İzmir'de çiftçiler zorlu bir süreçten geçiyor. Artan maliyetler, kuraklık ve ürün seçimi konusunda yaşanan belirsizlikler çiftçileri olumsuz etkiliyor. Çiftçi temsilcileri, devletin tarım desteklerinin çiftçilere değil, büyük şirketlere yönlendirildiğini savunarak tepki gösteriyor.
Çiftçinin Ürün Seçimi ve Kuraklık Kıskacı
Ziraat Mühendisleri Odası İzmir Şube Başkanı Hakan Çakıcı, çiftçilerin yaşadığı sorunları şu sözlerle dile getiriyor: "Bizim en büyük problemimiz üretim maliyetleriyle ilgili. Çiftçiler hangi ürünü kaça mal edeceklerini öngöremiyor ve hangi ürünü ekeceklerini bilemiyorlar. Sezon daha yeni başladı ve çiftçiler, ‘Neyi eksem para kazanabilirim?’ düşüncesindeler. Geçen sene de özellikle domates ve biberde çok büyük sıkıntı yaşadık." Çakıcı, ürün seçimi konusunda devletin aracı olması gerektiğini vurguluyor. Ayrıca, çiftçi birliklerinin kurulmasının, fiyat belirleme konusunda çiftçileri daha güçlü bir konuma getireceğini belirtiyor.
Çiftçi-Sen Genel Örgütlenme Sekreteri Adnan Çobanoğlu ise, çiftçilerin iki temel sorunu olduğunu ifade ediyor: "İlki piyasaya, pazara erişim, ikincisi de maliyetlerin çok yüksek olması. Maliyetler her geçen gün artıyor çünkü öğretilen çiftçilik kimyasala bağlı ve devlet de aslında çiftçiye değil şirketlere destek veriyor." Çobanoğlu, devletin "Milli Tarım Politikası" adı altında sunduğu desteğin, şirket tohumu kullananlara yönelik olduğunu iddia ediyor.
Destekler Şirketlere mi Gidiyor?
Çiftçi temsilcileri, devletin tarım desteklerinin büyük ölçüde şirketlere yönlendirildiğini savunuyor. Bu durumun, küçük çiftçilerin rekabet gücünü azalttığı ve tarımsal üretimi olumsuz etkilediği belirtiliyor. Çiftçiler, desteklerin doğrudan kendilerine verilmesi ve tarım politikalarının tamamen değişmesi gerektiğini vurguluyor.

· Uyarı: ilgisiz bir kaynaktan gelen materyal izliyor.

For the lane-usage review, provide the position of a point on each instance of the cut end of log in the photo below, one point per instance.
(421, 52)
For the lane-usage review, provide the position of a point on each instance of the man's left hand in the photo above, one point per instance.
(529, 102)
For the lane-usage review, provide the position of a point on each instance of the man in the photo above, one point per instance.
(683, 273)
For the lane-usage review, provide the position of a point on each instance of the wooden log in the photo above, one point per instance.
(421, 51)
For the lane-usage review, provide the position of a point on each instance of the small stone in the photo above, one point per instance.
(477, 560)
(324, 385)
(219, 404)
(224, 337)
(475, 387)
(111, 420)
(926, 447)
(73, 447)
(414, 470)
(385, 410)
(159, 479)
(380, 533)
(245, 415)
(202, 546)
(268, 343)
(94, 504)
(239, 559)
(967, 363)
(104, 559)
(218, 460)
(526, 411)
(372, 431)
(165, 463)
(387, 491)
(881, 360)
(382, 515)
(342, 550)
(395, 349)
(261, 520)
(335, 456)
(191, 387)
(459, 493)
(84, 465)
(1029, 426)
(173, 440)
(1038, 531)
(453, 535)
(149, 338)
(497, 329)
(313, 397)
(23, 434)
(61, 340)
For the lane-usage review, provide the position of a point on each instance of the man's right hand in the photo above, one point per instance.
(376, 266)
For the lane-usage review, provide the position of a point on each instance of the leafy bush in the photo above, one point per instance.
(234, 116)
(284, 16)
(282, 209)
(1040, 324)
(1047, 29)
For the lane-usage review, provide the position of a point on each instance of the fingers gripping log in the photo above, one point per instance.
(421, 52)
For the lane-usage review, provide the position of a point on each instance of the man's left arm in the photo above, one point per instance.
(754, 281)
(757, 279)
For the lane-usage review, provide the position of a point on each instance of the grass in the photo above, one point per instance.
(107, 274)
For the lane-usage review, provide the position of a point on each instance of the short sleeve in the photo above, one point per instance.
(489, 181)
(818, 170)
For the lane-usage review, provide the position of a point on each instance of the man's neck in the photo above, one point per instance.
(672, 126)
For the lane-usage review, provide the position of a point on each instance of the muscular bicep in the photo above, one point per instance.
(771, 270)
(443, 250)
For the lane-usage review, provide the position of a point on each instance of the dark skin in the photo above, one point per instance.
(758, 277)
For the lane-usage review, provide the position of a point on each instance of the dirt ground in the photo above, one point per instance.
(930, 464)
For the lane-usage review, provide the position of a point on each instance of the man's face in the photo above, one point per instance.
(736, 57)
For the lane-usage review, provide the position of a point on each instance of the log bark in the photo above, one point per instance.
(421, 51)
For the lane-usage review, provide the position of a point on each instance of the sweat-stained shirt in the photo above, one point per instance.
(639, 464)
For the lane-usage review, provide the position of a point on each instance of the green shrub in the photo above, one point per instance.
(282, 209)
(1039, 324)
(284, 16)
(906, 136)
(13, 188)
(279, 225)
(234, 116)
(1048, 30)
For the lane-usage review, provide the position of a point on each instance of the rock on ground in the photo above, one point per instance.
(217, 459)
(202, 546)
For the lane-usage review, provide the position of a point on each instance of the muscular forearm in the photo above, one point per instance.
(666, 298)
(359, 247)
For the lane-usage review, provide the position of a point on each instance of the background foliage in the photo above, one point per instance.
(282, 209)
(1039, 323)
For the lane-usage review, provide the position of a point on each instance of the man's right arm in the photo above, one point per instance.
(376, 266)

- Destekler doğrudan çiftçiye verilmeli: Mevcut sistemde desteklerin büyük bir kısmı şirketlere gitmekte, bu da küçük çiftçilerin rekabet gücünü azaltmaktadır.
- Kimyasala bağımlı üretimden vazgeçilmeli: Devlet, agroekolojik tarımı desteklemeli ve çiftçilere bu konuda eğitim ve mali destek sağlamalıdır.
- Pazara erişim kolaylaştırılmalı: Çiftçilerin ürünlerini doğrudan tüketiciye ulaştırabileceği mekanizmalar geliştirilmelidir.
Önceki dönem CHP İzmir Milletvekili Ziraat Mühendisi Prof. Dr. Kamil Okyay Sındır, çiftçi borçlarının arttığına ve tarım arazilerinin üretim dışı kaldığına dikkat çekiyor. Sındır, Tarım Kanunu'nda yer alan "Tarımsal Desteklemelere bütçeden ayrılacak kaynak, Gayri Safi Milli Hasıla’nın yüzde 1’inden az olamaz" hükmünün uygulanmadığını belirtiyor. Bu durumun, çiftçilerin fakirleşmesine ve tarımsal üretimin azalmasına yol açtığı vurgulanıyor.
İzmir'deki çiftçilerin yaşadığı sorunlar, Türkiye'deki tarım sektörünün genel sorunlarını yansıtıyor. Yüksek maliyetler, kuraklık, yanlış tarım politikaları ve yetersiz destekler, çiftçileri zor durumda bırakıyor. Tarım sektörünün sürdürülebilirliği için, çiftçilerin sorunlarına çözüm bulunması ve tarım politikalarının yeniden gözden geçirilmesi gerekiyor.